United States District Court, W.D. Virginia, Big Stone Gap Division

May 27, 2016

ROY LEE SALYERS, Plaintiff
v.
CAROLYN W. COLVIN, Acting Commissioner of Social Security, Defendant

          MEMORANDUM OPINION

          PAMELA MEADE SARGENT, UNITED STATES MAGISTRATE JUDGE

         I. Background and Standard of Review

         Plaintiff, Roy Lee Salyers, (“Salyers”), filed this action challenging the final decision of the Commissioner of Social Security, (“Commissioner”), denying his claims for disability insurance benefits, (“DIB”), and supplemental security income, (“SSI”), under the Social Security Act, as amended, (“Act”), 42 U.S.C.A. §§ 423 and 1381 et seq. (West 2011 & West 2012). Jurisdiction of this court is pursuant to 42 U.S.C. §§ 405(g) and 1383(c)(3). This case is before the undersigned magistrate judge upon transfer by consent of the parties pursuant to 28 U.S.C. § 636(c)(1).

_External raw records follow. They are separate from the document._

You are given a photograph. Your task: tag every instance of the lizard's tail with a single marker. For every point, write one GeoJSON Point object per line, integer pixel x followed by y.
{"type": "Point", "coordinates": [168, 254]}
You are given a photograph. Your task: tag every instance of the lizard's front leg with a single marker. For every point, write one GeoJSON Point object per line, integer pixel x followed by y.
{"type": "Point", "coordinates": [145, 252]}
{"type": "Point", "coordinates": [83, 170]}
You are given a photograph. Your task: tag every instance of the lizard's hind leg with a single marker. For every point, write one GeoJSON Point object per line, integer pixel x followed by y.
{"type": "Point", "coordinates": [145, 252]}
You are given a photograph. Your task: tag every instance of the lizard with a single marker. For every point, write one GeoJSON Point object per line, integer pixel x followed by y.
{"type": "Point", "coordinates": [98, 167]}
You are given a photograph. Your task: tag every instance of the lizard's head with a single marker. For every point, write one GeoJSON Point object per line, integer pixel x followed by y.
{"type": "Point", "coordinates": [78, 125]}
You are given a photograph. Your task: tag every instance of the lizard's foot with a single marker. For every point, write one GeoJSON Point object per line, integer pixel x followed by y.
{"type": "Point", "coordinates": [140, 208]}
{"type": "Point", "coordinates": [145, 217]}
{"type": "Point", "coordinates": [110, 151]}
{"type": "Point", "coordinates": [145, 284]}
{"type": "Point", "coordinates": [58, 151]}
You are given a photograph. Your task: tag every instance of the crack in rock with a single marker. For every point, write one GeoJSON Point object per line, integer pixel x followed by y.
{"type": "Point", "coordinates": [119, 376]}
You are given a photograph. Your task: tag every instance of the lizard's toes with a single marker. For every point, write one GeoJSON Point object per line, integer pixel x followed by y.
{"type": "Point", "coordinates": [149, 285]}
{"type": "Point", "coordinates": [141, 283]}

         The court’s review in this case is limited to determining if the factual findings of the Commissioner are supported by substantial evidence and were reached through application of the correct legal standards. See Coffman v. Bowen, 829 F.2d 514, 517 (4th Cir. 1987). Substantial evidence has been defined as “evidence which a reasoning mind would accept as sufficient to support a particular conclusion. It consists of more than a mere scintilla of evidence but may be somewhat less than a preponderance.” Laws v. Celebrezze, 368 F.2d 640, 642 (4th Cir. 1966). “‘If there is evidence to justify a refusal to direct a verdict were the case before a jury, then there is “substantial evidence.”’” Hays v. Sullivan, 907 F.2d 1453, 1456 (4th Cir. 1990) (quoting Laws, 368 F.2d at 642).

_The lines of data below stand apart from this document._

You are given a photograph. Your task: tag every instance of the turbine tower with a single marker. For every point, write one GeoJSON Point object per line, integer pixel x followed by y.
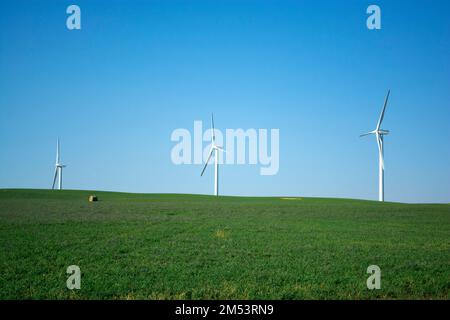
{"type": "Point", "coordinates": [214, 149]}
{"type": "Point", "coordinates": [379, 134]}
{"type": "Point", "coordinates": [58, 168]}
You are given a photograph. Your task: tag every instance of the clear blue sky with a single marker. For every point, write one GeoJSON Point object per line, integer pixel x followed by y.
{"type": "Point", "coordinates": [116, 89]}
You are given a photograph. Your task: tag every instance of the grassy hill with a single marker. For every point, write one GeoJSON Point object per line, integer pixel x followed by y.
{"type": "Point", "coordinates": [151, 246]}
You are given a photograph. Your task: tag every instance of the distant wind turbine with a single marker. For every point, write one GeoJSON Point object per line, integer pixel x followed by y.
{"type": "Point", "coordinates": [379, 134]}
{"type": "Point", "coordinates": [58, 168]}
{"type": "Point", "coordinates": [214, 149]}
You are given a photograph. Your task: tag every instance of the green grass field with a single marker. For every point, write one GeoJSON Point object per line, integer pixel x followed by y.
{"type": "Point", "coordinates": [149, 246]}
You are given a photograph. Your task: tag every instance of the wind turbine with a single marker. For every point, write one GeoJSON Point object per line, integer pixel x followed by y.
{"type": "Point", "coordinates": [379, 134]}
{"type": "Point", "coordinates": [214, 149]}
{"type": "Point", "coordinates": [58, 168]}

         The record shows that Salyers protectively filed his applications for SSI and DIB on February 14, 2012, alleging disability as of January 24, 2012, due to chronic obstructive pulmonary disease, (“COPD”) and back and hip problems. (Record, (“R.”), at 172-79, 195, 199.) The claims were denied initially and upon reconsideration. (R. at 80-82, 87-89, 93-97, 99-104, 106-08.) Salyers then requested a hearing before an administrative law judge, (“ALJ”). (R. at 109.) A hearing was held on November 25, 2013, at which Salyers was represented by counsel. (R. at 25-41.) At his hearing, Salyers amended the date of his alleged onset of disability to December 1, 2012. (R. at 28.)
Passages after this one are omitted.